Denoising Diffusion Probabilistic Models (DDPM)

本文轉載自查看原文 2021-12-16 16:00 3029 denoising/ diffusion/ theoretical/ probabilistic/ NIPS/ 2020/ AutoEncoder/ wow

概
主要內容
代碼

Ho J., Jain A. and Abbeel P. Denoising diffusion probabilistic models. In Advances in Neural Information Processing Systems (NIPS), 2020.

[Page E. Approximating to the cumulative normal function and its inverse for use on a pocket calculator. Applied Statistics, vol. 26, pp. 75-76, 1977.]

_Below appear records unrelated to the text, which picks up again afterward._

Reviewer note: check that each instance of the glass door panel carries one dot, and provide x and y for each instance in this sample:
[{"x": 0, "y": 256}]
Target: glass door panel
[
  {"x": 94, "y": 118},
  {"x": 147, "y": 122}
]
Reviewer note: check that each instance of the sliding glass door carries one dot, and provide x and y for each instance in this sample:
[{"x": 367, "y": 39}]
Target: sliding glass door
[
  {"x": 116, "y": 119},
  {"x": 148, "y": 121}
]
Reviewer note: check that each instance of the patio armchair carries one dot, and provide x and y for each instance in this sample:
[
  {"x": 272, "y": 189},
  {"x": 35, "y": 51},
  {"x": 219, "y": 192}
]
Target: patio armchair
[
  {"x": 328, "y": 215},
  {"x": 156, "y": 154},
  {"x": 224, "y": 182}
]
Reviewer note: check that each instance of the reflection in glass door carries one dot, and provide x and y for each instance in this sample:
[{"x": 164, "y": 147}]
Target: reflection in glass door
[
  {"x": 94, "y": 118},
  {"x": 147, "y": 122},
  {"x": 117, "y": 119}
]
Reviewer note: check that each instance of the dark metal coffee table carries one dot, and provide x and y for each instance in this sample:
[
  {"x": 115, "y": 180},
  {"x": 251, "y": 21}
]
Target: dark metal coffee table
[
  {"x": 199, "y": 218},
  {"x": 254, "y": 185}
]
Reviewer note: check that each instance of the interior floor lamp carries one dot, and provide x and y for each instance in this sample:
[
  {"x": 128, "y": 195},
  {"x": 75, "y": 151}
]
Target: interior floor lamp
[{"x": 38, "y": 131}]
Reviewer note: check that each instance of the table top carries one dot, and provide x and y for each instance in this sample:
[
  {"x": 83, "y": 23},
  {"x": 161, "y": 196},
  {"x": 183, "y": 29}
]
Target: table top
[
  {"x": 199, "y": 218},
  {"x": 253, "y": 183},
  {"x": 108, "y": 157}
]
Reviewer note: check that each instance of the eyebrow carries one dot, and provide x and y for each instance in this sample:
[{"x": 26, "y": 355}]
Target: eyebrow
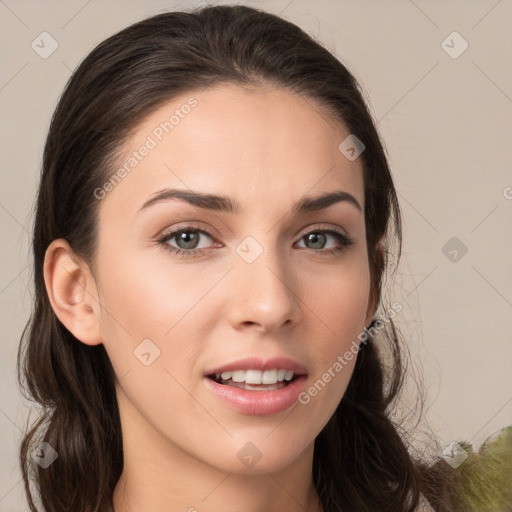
[{"x": 226, "y": 204}]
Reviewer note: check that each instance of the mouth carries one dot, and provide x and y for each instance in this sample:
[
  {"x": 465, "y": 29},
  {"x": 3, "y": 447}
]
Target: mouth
[
  {"x": 253, "y": 386},
  {"x": 256, "y": 380}
]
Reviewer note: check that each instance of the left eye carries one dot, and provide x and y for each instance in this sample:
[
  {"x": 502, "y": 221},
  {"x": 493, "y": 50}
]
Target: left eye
[{"x": 186, "y": 239}]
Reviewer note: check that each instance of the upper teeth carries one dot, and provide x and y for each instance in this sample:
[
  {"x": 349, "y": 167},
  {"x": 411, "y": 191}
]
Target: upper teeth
[{"x": 257, "y": 376}]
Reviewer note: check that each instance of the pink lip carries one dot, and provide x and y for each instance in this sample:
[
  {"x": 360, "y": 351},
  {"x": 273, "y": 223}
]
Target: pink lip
[
  {"x": 259, "y": 403},
  {"x": 254, "y": 363}
]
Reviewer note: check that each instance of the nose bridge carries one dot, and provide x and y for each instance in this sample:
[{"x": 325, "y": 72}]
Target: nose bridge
[{"x": 265, "y": 287}]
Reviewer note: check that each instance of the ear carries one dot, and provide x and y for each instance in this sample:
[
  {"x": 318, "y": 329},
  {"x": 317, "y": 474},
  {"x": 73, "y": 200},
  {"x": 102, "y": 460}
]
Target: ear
[
  {"x": 373, "y": 301},
  {"x": 72, "y": 292}
]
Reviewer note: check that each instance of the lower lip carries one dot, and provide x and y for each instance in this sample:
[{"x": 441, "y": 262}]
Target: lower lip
[{"x": 258, "y": 403}]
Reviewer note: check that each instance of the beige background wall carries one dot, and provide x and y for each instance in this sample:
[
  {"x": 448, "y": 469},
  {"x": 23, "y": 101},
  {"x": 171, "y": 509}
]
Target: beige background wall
[{"x": 447, "y": 125}]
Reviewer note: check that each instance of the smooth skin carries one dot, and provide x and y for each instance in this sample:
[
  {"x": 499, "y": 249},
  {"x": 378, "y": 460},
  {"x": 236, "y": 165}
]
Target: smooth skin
[{"x": 266, "y": 149}]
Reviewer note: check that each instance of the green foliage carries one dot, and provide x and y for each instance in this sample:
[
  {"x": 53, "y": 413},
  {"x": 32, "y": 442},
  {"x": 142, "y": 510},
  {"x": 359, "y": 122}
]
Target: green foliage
[{"x": 484, "y": 482}]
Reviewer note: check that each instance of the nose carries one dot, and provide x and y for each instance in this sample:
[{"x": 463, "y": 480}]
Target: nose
[{"x": 265, "y": 294}]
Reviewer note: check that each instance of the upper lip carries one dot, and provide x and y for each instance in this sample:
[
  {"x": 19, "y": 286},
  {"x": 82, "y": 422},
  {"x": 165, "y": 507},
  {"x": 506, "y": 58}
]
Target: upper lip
[{"x": 255, "y": 363}]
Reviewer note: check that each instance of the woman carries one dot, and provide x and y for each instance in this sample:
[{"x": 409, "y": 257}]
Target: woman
[{"x": 214, "y": 220}]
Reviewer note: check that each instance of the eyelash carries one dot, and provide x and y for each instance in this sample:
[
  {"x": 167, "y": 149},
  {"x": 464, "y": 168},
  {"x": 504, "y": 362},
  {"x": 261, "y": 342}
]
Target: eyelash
[{"x": 343, "y": 239}]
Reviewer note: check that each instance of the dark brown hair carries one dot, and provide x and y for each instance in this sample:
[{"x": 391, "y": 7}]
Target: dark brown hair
[{"x": 361, "y": 461}]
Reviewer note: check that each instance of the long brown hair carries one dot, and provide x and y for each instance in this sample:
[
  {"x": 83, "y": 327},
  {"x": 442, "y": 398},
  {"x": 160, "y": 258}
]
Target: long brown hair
[{"x": 361, "y": 462}]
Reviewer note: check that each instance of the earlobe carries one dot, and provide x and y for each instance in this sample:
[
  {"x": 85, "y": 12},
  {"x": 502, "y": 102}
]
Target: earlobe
[{"x": 72, "y": 292}]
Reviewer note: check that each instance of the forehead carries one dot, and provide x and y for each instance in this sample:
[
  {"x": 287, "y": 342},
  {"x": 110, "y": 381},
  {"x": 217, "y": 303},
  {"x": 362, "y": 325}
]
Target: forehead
[{"x": 267, "y": 145}]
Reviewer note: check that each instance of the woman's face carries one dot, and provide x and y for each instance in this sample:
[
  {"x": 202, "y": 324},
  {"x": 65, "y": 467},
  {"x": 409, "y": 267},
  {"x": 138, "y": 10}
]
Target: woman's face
[{"x": 262, "y": 281}]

Yerukala R., Boiroju N. K. Approximations to standard normal distribution function. Journal of Scientific and Engineering Research, vol. 6, pp. 515-518, 2015.

概

diffusion model和變分界的結合.
對抗魯棒性上已經有多篇論文用DDPM生成的數據用於訓練了, 可見其強大.

主要內容

Diffusion models

reverse process

從$p(x_T) = \mathcal{N}(x_T; 0, I)$出發:

\[p_{\theta}(x_{0:T}) := p(X_T) \prod_{t=1}^T p_{\theta}(x_{t-1}|x_t), \quad p_{\theta}(x_{t-1}|x_t) := \mathcal{N}(x_{t-1}; \mu_{\theta}(x_{t}, t), \Sigma_{\theta}(x_t, t)), \]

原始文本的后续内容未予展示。